A cet effet, le Président a mis en place l’Inspection
Générale de l’Etat et a placé sous sa
directe l’Inspection Générale du Trésor.
Ce sont des mesures visant à donner des signes aux investisseurs
de l’engagement du Président à faire réduire
le niveau de la corruption au Bénin.
Le climat général de sécurité est bien
apprécié par les investisseurs qui le considèrent
propice au développement de leurs affaires.
Par ailleurs,
le système bancaire béninois est très performant
et très sécurisé.
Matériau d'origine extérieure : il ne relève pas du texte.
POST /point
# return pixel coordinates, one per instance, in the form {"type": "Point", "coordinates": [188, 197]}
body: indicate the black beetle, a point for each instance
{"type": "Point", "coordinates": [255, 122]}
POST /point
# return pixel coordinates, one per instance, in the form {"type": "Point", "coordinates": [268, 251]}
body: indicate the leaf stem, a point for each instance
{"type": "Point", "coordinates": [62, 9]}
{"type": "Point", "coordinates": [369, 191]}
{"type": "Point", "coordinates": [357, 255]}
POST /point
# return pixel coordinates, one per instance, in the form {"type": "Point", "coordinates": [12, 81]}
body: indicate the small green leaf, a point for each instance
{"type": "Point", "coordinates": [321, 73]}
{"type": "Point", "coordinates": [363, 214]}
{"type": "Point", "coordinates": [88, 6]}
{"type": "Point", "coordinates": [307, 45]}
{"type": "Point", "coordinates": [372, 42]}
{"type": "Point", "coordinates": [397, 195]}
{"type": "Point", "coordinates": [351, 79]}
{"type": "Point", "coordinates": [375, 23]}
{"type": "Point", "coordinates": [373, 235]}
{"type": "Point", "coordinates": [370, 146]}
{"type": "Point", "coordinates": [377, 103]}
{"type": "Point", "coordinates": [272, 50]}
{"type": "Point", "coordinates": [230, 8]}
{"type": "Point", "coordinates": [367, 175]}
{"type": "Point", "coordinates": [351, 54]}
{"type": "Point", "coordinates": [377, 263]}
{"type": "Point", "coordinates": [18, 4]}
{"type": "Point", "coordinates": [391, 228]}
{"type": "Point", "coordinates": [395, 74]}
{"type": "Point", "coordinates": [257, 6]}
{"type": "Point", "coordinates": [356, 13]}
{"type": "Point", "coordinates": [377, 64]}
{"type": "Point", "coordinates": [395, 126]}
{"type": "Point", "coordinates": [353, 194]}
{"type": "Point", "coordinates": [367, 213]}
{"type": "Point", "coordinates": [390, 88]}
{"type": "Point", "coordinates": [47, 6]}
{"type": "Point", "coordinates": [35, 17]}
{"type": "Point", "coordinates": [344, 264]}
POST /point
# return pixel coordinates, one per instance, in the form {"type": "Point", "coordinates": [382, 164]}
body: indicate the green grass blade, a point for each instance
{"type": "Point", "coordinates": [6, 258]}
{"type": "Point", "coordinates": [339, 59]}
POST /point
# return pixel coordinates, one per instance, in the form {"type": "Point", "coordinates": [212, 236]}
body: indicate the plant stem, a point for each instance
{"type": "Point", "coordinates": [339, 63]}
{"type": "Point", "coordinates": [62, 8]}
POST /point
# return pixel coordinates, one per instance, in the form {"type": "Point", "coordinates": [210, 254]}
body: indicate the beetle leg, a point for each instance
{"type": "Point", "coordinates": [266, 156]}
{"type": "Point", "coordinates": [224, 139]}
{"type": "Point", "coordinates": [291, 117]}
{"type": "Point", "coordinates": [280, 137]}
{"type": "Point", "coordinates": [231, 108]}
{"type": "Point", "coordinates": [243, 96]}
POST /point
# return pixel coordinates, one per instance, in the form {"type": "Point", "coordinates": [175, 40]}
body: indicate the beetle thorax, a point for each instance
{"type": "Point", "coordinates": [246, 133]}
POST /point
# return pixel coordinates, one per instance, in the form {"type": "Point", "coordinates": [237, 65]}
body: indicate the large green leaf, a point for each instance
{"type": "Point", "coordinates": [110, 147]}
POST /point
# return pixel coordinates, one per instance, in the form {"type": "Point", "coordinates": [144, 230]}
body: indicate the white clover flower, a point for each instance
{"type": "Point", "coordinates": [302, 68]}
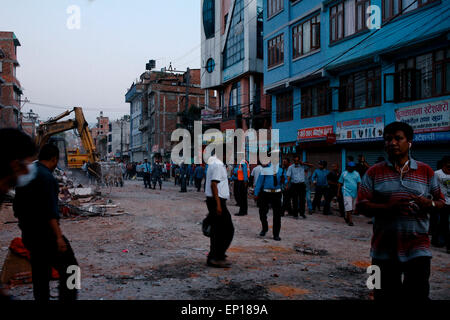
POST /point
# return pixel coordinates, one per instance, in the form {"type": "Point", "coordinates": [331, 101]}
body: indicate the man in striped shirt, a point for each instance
{"type": "Point", "coordinates": [399, 193]}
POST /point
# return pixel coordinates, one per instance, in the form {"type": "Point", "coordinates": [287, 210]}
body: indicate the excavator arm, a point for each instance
{"type": "Point", "coordinates": [52, 127]}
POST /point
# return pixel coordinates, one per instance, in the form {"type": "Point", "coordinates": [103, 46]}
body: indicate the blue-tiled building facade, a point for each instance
{"type": "Point", "coordinates": [336, 79]}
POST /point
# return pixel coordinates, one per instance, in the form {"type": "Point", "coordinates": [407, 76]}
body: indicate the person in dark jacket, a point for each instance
{"type": "Point", "coordinates": [156, 174]}
{"type": "Point", "coordinates": [36, 207]}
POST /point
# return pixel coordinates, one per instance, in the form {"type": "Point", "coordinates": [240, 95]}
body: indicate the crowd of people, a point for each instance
{"type": "Point", "coordinates": [407, 201]}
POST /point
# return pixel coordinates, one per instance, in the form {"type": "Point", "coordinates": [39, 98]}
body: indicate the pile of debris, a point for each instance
{"type": "Point", "coordinates": [77, 200]}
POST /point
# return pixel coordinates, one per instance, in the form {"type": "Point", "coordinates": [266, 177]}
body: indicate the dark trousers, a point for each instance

Le dynamisme et la vitalité
de la place financière de Cotonou font du Bénin, la
deuxième capitalisation boursière de la Bourse régionale
de Valeurs Mobilières de l’Afrique de l’Ouest.
Il faudrait
améliorer les performances du système bancaire et
financier par une promotion accrue de l’utilisation des moyens
scripturaux et une modernisation de plus en plus renforcée
des activités du secteur.
Promouvoir les
atouts du Bénin : position géographique, main d’œuvre
et richesses encore inexploitées
La mesure suivante
est de faire valoir les atouts compétitifs du Bénin.
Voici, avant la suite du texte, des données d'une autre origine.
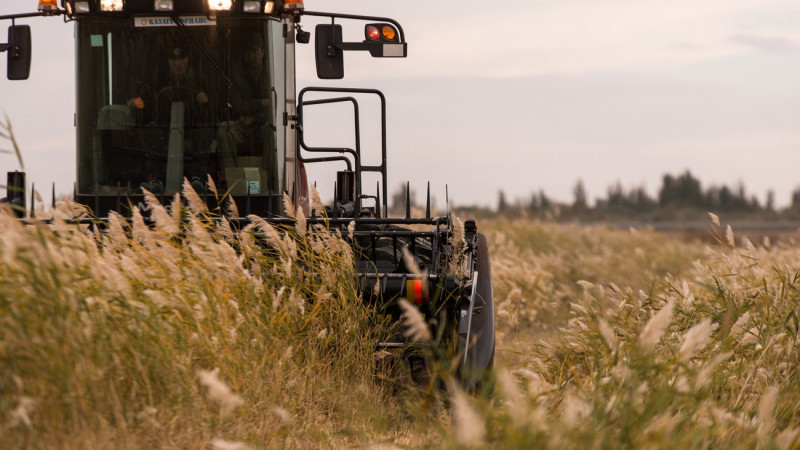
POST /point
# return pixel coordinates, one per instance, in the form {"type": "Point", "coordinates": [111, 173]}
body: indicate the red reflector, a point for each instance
{"type": "Point", "coordinates": [415, 292]}
{"type": "Point", "coordinates": [373, 32]}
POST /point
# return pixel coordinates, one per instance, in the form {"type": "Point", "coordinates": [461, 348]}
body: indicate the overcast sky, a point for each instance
{"type": "Point", "coordinates": [528, 95]}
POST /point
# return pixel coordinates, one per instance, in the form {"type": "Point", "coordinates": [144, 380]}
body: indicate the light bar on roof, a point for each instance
{"type": "Point", "coordinates": [163, 5]}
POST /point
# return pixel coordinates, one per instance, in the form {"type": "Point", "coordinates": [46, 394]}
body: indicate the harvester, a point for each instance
{"type": "Point", "coordinates": [175, 92]}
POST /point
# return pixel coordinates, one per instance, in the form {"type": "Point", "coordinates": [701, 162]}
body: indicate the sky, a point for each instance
{"type": "Point", "coordinates": [523, 95]}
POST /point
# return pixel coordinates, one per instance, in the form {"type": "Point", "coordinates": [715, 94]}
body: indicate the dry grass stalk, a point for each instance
{"type": "Point", "coordinates": [656, 326]}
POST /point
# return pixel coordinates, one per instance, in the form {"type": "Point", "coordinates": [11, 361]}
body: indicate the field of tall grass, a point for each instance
{"type": "Point", "coordinates": [191, 335]}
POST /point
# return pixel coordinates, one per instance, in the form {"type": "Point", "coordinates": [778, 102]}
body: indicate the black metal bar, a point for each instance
{"type": "Point", "coordinates": [55, 12]}
{"type": "Point", "coordinates": [382, 168]}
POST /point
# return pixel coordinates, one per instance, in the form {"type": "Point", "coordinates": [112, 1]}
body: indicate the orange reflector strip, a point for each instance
{"type": "Point", "coordinates": [415, 293]}
{"type": "Point", "coordinates": [388, 32]}
{"type": "Point", "coordinates": [293, 4]}
{"type": "Point", "coordinates": [48, 5]}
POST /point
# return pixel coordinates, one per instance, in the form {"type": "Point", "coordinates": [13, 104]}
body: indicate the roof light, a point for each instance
{"type": "Point", "coordinates": [388, 32]}
{"type": "Point", "coordinates": [111, 5]}
{"type": "Point", "coordinates": [81, 7]}
{"type": "Point", "coordinates": [48, 5]}
{"type": "Point", "coordinates": [381, 32]}
{"type": "Point", "coordinates": [163, 5]}
{"type": "Point", "coordinates": [290, 5]}
{"type": "Point", "coordinates": [372, 32]}
{"type": "Point", "coordinates": [220, 5]}
{"type": "Point", "coordinates": [252, 6]}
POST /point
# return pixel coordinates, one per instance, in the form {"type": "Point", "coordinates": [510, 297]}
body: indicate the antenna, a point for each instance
{"type": "Point", "coordinates": [378, 199]}
{"type": "Point", "coordinates": [408, 200]}
{"type": "Point", "coordinates": [447, 199]}
{"type": "Point", "coordinates": [428, 203]}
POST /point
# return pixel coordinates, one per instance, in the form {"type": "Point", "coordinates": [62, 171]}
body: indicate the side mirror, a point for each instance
{"type": "Point", "coordinates": [19, 52]}
{"type": "Point", "coordinates": [330, 57]}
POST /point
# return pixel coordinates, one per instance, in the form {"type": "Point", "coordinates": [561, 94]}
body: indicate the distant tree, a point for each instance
{"type": "Point", "coordinates": [769, 205]}
{"type": "Point", "coordinates": [796, 199]}
{"type": "Point", "coordinates": [579, 193]}
{"type": "Point", "coordinates": [539, 202]}
{"type": "Point", "coordinates": [502, 203]}
{"type": "Point", "coordinates": [683, 192]}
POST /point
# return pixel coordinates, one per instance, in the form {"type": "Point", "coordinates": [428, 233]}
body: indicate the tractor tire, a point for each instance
{"type": "Point", "coordinates": [475, 369]}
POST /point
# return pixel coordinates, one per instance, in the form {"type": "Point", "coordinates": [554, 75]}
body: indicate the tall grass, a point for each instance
{"type": "Point", "coordinates": [189, 334]}
{"type": "Point", "coordinates": [702, 357]}
{"type": "Point", "coordinates": [182, 333]}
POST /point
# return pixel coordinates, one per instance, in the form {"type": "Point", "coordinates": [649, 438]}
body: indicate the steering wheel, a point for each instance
{"type": "Point", "coordinates": [173, 94]}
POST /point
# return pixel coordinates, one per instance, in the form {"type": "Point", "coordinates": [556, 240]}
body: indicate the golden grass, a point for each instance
{"type": "Point", "coordinates": [180, 337]}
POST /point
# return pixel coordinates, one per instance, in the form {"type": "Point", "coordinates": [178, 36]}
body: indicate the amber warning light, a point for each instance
{"type": "Point", "coordinates": [377, 32]}
{"type": "Point", "coordinates": [48, 5]}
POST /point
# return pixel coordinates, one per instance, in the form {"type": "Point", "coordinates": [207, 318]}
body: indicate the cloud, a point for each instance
{"type": "Point", "coordinates": [766, 44]}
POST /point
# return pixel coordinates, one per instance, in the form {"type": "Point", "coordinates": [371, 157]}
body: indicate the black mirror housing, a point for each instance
{"type": "Point", "coordinates": [19, 52]}
{"type": "Point", "coordinates": [329, 57]}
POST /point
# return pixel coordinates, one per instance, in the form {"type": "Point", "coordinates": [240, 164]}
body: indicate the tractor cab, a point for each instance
{"type": "Point", "coordinates": [194, 94]}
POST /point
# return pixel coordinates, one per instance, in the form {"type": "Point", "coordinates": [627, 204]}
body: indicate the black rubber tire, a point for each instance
{"type": "Point", "coordinates": [475, 371]}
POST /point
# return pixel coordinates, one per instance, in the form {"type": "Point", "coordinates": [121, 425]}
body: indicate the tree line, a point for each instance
{"type": "Point", "coordinates": [679, 195]}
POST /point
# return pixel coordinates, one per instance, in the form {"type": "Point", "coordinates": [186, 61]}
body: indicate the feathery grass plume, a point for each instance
{"type": "Point", "coordinates": [8, 133]}
{"type": "Point", "coordinates": [22, 413]}
{"type": "Point", "coordinates": [233, 210]}
{"type": "Point", "coordinates": [116, 236]}
{"type": "Point", "coordinates": [786, 438]}
{"type": "Point", "coordinates": [159, 214]}
{"type": "Point", "coordinates": [219, 391]}
{"type": "Point", "coordinates": [272, 235]}
{"type": "Point", "coordinates": [656, 326]}
{"type": "Point", "coordinates": [574, 409]}
{"type": "Point", "coordinates": [766, 414]}
{"type": "Point", "coordinates": [705, 373]}
{"type": "Point", "coordinates": [607, 333]}
{"type": "Point", "coordinates": [416, 328]}
{"type": "Point", "coordinates": [196, 204]}
{"type": "Point", "coordinates": [695, 339]}
{"type": "Point", "coordinates": [288, 206]}
{"type": "Point", "coordinates": [282, 414]}
{"type": "Point", "coordinates": [222, 444]}
{"type": "Point", "coordinates": [300, 223]}
{"type": "Point", "coordinates": [469, 428]}
{"type": "Point", "coordinates": [176, 208]}
{"type": "Point", "coordinates": [515, 399]}
{"type": "Point", "coordinates": [714, 218]}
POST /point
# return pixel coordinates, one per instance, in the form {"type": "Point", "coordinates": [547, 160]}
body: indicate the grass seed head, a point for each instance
{"type": "Point", "coordinates": [656, 326]}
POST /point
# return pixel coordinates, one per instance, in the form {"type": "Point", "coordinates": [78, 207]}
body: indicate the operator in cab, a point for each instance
{"type": "Point", "coordinates": [182, 85]}
{"type": "Point", "coordinates": [245, 140]}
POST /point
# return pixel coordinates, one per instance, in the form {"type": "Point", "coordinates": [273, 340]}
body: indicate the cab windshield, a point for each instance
{"type": "Point", "coordinates": [158, 103]}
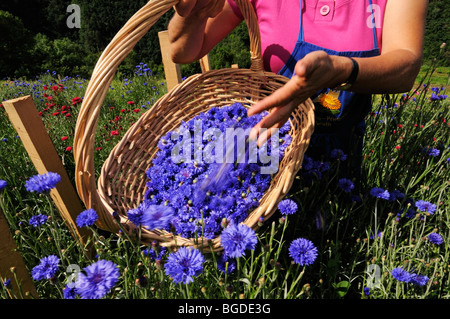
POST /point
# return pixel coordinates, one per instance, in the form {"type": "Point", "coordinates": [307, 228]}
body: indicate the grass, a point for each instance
{"type": "Point", "coordinates": [360, 238]}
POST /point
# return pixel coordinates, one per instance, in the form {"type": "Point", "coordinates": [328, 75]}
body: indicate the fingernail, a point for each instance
{"type": "Point", "coordinates": [252, 136]}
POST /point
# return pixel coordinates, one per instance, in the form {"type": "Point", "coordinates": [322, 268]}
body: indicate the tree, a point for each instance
{"type": "Point", "coordinates": [13, 57]}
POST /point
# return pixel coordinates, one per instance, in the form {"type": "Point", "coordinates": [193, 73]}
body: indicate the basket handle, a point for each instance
{"type": "Point", "coordinates": [117, 50]}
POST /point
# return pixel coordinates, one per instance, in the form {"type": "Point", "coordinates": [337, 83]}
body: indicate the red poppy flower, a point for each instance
{"type": "Point", "coordinates": [76, 100]}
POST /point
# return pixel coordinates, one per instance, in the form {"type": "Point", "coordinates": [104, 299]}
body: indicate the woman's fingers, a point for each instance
{"type": "Point", "coordinates": [184, 7]}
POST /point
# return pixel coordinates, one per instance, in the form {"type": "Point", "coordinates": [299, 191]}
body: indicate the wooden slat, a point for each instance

En dehors de la stabilité politique et économique
évoquée plus haut, le Bénin a un premier atout
lié à sa position géographique. Ouvert sur
le Golf de Guinée, le Bénin procure aux investisseurs
une position unique dans l’espace ouest africain grâce
à son appartenance à l’UEMOA et la CEDEAO (marché
de plus de 200 millions de consommateurs).
L’autre
atout compétitif est la qualité de la main d’œuvre.
Sur ce plan, le Bénin qui dispose de cadres compétents
offre aux investisseurs une main d’œuvre très
qualifiée.
Enfin, le dernier
atout qui ne peut échapper à aucun investisseur averti
est que le Bénin reste un pays neuf doté d’un
large potentiel encore inexploité. Il s’agit de entre
autres de l’agroalimentaire, la transformation du coton et
autres denrées agricoles, les télécommunications
et les nouvelles technologies, le tourisme, les mines et les BTP.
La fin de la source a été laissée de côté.